PDN, one of the Netherlands’ biggest corporate pension schemes, plans to continue independently for at least three years.

The €6.8bn pension fund of Dutch chemicals giant DSM said in its 2018 annual report that it was no longer actively pursuing a growth strategy.

The scheme said a thorough evaluation of its operations had shown that, in combination with its in-house pension provision, it was optimally prepared to address developments and uncertainties in the pensions sector.

Following the assessment, it had decided to retain to its board of equal representation, but had extended its composition with the appointment of external experts.

The company scheme incurred an overall loss of 1.8%, an underperformance of 0.2 percentage points.

It said its liability-matching portfolio – 56% of its total assets – returned 0.6%, largely due to government bonds, which gained 1.2%. Its holdings of residential mortgages produced a gain of 2.6%. Inflation-linked bonds and investment grade credit lost 0.7% and 1.2%, respectively.

PDN’s return-seeking holdings lost 5.2%. The scheme said the 6.9% loss from equity holdings was in particular due to disappointing performance from its portfolios of European and Pacific assets.

It attributed the 4.1% loss from its listed property holdings to a slowdown in the rise of rental income and rising interest rates in the US, volatility in the UK, Italy and France, as well as a weakening housing market in Asia.

By contrast, non-listed real estate generated 10.9% due to rising values of Dutch residential property, it said.
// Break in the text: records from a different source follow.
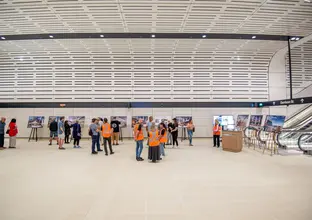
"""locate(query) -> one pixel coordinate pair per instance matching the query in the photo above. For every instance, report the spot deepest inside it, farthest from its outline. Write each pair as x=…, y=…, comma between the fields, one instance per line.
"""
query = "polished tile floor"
x=39, y=182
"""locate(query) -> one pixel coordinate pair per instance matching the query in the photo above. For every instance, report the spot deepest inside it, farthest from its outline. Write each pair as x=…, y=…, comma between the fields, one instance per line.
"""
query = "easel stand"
x=33, y=134
x=183, y=137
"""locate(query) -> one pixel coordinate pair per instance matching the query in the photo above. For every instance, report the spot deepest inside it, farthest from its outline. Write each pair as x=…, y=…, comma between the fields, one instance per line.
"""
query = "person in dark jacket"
x=67, y=132
x=53, y=132
x=76, y=134
x=12, y=133
x=2, y=133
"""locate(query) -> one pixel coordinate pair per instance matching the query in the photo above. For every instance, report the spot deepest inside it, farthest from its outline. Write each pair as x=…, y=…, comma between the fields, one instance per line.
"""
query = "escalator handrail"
x=299, y=140
x=296, y=113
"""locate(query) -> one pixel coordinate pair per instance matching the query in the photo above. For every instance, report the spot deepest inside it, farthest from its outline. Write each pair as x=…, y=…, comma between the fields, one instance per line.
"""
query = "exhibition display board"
x=232, y=141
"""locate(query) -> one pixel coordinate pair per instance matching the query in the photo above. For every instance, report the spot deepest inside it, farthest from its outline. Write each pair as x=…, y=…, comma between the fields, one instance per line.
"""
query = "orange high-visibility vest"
x=106, y=130
x=163, y=139
x=217, y=129
x=153, y=140
x=140, y=136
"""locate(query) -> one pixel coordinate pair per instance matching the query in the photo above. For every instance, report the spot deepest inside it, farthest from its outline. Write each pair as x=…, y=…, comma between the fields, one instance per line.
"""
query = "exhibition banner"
x=35, y=122
x=242, y=121
x=121, y=119
x=255, y=121
x=135, y=119
x=81, y=119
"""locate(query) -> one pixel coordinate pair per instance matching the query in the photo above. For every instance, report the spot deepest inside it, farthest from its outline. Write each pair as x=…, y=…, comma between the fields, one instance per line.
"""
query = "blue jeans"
x=139, y=148
x=190, y=134
x=162, y=149
x=95, y=141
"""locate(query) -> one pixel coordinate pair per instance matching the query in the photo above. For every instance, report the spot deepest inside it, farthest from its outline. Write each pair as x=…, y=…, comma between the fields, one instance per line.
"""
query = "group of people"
x=11, y=131
x=158, y=137
x=61, y=131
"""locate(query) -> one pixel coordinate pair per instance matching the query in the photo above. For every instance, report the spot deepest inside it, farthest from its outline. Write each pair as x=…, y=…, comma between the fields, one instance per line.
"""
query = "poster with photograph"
x=274, y=122
x=255, y=121
x=54, y=118
x=183, y=120
x=72, y=120
x=242, y=121
x=162, y=119
x=135, y=119
x=35, y=122
x=121, y=119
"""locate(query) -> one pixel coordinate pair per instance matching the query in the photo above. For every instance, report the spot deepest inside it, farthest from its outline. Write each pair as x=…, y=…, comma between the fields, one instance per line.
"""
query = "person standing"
x=216, y=133
x=53, y=132
x=190, y=130
x=116, y=129
x=61, y=133
x=149, y=125
x=162, y=138
x=138, y=138
x=67, y=132
x=174, y=132
x=100, y=123
x=107, y=135
x=12, y=133
x=76, y=134
x=2, y=133
x=94, y=130
x=153, y=150
x=169, y=139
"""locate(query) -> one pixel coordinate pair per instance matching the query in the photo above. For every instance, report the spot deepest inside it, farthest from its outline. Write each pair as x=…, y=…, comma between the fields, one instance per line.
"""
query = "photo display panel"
x=35, y=122
x=274, y=122
x=121, y=119
x=242, y=121
x=135, y=119
x=81, y=119
x=183, y=120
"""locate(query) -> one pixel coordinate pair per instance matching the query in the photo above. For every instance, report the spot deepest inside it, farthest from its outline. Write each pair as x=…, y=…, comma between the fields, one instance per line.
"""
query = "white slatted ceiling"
x=135, y=70
x=284, y=17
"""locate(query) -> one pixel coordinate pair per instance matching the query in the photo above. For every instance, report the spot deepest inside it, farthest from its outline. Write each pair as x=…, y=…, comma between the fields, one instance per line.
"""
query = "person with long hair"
x=138, y=136
x=190, y=130
x=12, y=133
x=162, y=138
x=216, y=133
x=153, y=149
x=174, y=132
x=67, y=131
x=76, y=134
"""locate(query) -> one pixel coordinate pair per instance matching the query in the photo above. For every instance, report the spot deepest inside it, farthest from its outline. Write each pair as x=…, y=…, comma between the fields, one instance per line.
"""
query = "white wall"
x=203, y=117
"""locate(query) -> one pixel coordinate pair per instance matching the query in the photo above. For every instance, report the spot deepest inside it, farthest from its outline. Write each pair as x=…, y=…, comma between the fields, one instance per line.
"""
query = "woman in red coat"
x=12, y=133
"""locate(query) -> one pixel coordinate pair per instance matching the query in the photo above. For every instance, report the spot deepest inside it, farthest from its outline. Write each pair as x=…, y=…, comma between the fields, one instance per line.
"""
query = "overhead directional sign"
x=297, y=101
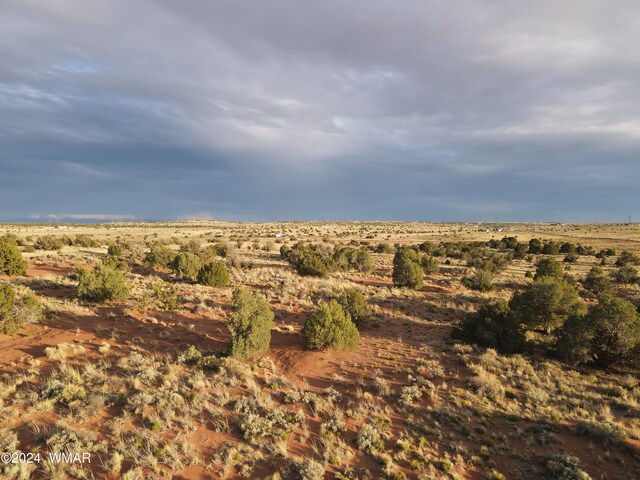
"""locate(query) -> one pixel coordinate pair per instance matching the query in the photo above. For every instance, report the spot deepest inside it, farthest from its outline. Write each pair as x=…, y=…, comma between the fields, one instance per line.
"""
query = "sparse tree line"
x=604, y=334
x=317, y=260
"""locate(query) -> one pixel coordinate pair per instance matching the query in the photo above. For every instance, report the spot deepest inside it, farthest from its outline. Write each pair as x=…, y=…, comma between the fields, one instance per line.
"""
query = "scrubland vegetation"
x=329, y=350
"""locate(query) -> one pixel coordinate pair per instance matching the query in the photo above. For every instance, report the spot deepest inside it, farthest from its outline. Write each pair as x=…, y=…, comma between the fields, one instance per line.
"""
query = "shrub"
x=186, y=265
x=626, y=274
x=285, y=250
x=162, y=295
x=309, y=260
x=535, y=246
x=550, y=248
x=383, y=248
x=571, y=258
x=493, y=326
x=210, y=252
x=159, y=255
x=311, y=470
x=86, y=241
x=115, y=249
x=564, y=467
x=192, y=246
x=11, y=261
x=354, y=304
x=49, y=242
x=348, y=258
x=627, y=258
x=370, y=439
x=546, y=303
x=16, y=312
x=609, y=332
x=116, y=263
x=548, y=267
x=330, y=327
x=429, y=265
x=214, y=274
x=102, y=283
x=481, y=280
x=250, y=324
x=520, y=250
x=407, y=271
x=597, y=283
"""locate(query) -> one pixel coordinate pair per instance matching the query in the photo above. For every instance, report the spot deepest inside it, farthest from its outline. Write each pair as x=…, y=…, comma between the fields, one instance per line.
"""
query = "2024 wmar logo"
x=51, y=457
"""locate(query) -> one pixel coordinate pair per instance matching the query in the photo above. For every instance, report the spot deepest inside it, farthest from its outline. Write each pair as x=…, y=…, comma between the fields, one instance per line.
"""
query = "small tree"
x=214, y=274
x=354, y=303
x=16, y=312
x=102, y=283
x=159, y=255
x=520, y=250
x=546, y=303
x=330, y=327
x=548, y=267
x=606, y=335
x=250, y=324
x=186, y=265
x=597, y=283
x=11, y=261
x=407, y=271
x=493, y=326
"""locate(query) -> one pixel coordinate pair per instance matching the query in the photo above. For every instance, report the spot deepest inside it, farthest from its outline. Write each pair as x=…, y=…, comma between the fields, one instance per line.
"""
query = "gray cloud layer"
x=426, y=109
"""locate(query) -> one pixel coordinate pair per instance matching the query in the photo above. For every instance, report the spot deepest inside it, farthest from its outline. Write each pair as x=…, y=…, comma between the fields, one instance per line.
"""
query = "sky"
x=429, y=110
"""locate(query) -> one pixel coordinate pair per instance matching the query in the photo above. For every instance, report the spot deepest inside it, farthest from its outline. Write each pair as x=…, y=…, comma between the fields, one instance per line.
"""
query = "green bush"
x=115, y=249
x=49, y=242
x=546, y=303
x=86, y=241
x=250, y=324
x=606, y=335
x=627, y=258
x=597, y=283
x=16, y=312
x=407, y=271
x=186, y=265
x=356, y=305
x=11, y=261
x=214, y=274
x=211, y=252
x=492, y=326
x=102, y=283
x=330, y=327
x=548, y=267
x=159, y=256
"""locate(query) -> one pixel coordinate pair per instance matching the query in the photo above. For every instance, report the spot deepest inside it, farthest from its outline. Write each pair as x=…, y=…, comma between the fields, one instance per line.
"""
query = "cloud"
x=419, y=110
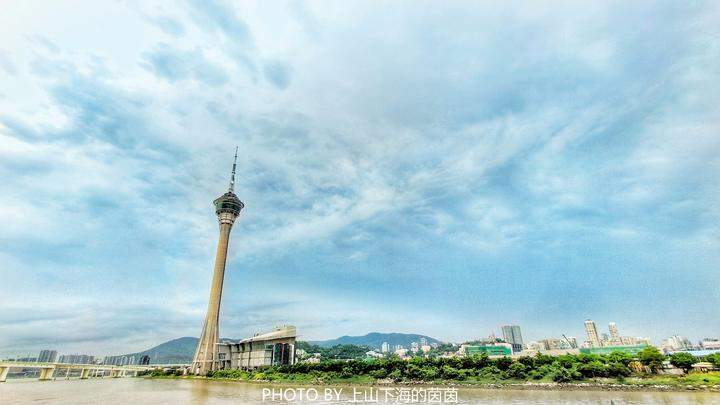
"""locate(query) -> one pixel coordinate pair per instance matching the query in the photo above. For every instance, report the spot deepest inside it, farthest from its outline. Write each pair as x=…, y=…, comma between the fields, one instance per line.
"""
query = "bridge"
x=50, y=371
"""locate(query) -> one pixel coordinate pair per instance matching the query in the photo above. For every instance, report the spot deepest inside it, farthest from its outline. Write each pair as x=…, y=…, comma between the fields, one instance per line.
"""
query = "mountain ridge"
x=376, y=339
x=181, y=350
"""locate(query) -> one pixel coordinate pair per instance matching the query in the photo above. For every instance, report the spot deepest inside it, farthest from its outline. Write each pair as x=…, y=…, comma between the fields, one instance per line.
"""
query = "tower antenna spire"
x=232, y=176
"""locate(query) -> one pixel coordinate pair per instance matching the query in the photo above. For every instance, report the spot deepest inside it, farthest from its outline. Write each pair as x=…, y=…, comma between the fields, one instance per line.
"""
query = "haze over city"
x=424, y=174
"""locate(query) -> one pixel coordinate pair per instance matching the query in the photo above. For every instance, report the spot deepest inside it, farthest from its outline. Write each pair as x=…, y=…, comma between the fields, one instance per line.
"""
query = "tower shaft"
x=227, y=208
x=206, y=354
The pension fund’s infrastructure investments returned 6.7%.

Bridgewater leads multi-asset losses

PDN said its investment in Bridgewater Associates’ All Weather Fund was among the allocations that incurred a 6.2% loss for its “portfolio of strategies”. However, it noted that the scheme’s expected returns were still 6.9% since its introduction in 1996.
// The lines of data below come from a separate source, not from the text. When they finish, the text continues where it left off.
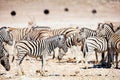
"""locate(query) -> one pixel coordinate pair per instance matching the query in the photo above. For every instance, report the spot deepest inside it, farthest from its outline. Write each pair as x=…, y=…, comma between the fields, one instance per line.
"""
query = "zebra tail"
x=13, y=57
x=85, y=49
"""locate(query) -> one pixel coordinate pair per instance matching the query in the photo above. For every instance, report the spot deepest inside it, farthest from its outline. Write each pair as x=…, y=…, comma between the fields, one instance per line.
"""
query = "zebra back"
x=5, y=36
x=37, y=48
x=19, y=33
x=38, y=34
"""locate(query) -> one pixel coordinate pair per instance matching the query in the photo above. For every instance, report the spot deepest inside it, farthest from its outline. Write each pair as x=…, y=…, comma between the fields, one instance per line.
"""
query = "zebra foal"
x=39, y=48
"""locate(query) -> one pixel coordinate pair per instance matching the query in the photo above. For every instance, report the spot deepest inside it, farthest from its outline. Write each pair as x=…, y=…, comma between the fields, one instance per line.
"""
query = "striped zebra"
x=71, y=40
x=97, y=44
x=69, y=33
x=17, y=34
x=113, y=42
x=4, y=58
x=85, y=33
x=5, y=36
x=40, y=48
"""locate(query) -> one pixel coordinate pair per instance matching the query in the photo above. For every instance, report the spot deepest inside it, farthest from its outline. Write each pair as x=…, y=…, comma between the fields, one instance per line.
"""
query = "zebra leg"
x=53, y=54
x=42, y=72
x=116, y=57
x=86, y=60
x=19, y=61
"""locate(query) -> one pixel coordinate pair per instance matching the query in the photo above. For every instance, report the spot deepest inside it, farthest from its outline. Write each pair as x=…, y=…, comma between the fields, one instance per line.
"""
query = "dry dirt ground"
x=66, y=69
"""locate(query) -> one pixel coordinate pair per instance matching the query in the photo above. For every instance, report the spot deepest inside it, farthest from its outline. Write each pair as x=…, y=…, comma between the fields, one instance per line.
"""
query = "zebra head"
x=81, y=36
x=4, y=59
x=5, y=36
x=105, y=30
x=61, y=43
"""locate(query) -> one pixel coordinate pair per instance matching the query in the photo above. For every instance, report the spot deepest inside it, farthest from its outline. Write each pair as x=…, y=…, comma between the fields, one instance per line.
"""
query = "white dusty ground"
x=66, y=69
x=79, y=14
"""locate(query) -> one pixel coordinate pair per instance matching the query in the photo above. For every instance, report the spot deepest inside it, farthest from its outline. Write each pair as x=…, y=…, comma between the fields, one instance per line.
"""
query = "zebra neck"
x=1, y=38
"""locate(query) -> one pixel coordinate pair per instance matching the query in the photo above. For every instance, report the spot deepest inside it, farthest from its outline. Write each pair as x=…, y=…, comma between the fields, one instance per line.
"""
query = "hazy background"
x=17, y=13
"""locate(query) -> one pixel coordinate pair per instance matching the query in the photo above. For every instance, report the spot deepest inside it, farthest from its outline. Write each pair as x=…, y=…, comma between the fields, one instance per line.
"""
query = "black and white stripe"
x=4, y=56
x=97, y=44
x=40, y=48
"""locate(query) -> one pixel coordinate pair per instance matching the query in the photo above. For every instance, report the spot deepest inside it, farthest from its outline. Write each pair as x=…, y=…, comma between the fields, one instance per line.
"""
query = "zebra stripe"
x=97, y=44
x=5, y=36
x=4, y=58
x=40, y=48
x=113, y=42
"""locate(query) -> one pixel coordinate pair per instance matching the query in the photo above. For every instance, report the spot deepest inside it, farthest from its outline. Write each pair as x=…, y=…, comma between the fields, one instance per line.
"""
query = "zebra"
x=17, y=34
x=5, y=38
x=4, y=58
x=97, y=44
x=117, y=31
x=69, y=33
x=39, y=48
x=85, y=33
x=113, y=39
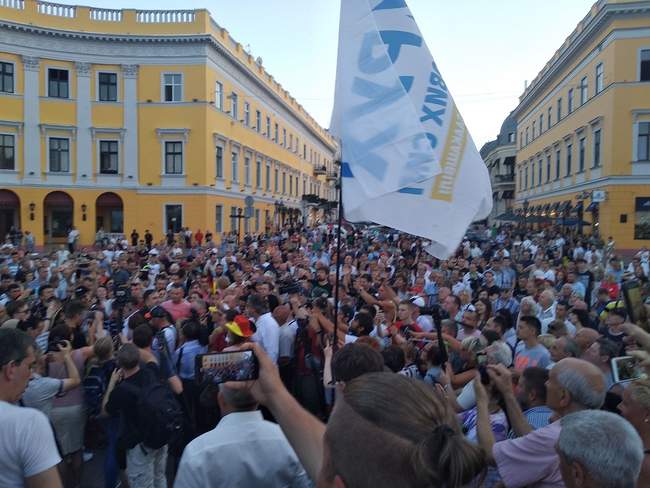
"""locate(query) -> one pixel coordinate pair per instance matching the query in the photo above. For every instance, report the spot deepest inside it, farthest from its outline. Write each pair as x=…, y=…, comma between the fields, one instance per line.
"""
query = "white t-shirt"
x=27, y=445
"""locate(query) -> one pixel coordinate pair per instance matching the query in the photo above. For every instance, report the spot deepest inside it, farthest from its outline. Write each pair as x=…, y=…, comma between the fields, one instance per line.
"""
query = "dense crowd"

The scheme also lost 2.1% on its currency hedge, following the appreciation of the dollar, the yen and the Swiss franc relative to the euro.

It has sold swap contracts and shortened the duration of its government bond portfolio in order to keep its dynamic interest rate hedge at 35%.

The annual report also showed that PDN had gained €400,000 from lending securities worth €109m.

The pension fund was again unable to grant any inflation compensation while indexation in arrears increased to 14.3% for its active members and 15.4% for deferred participants and pensioners. PDN’s funding stood at 107.4% at the end of May.

Asset management and transaction costs totalled 35 bps and 7 bps, respectively. PDN spent €233 per participant on administration.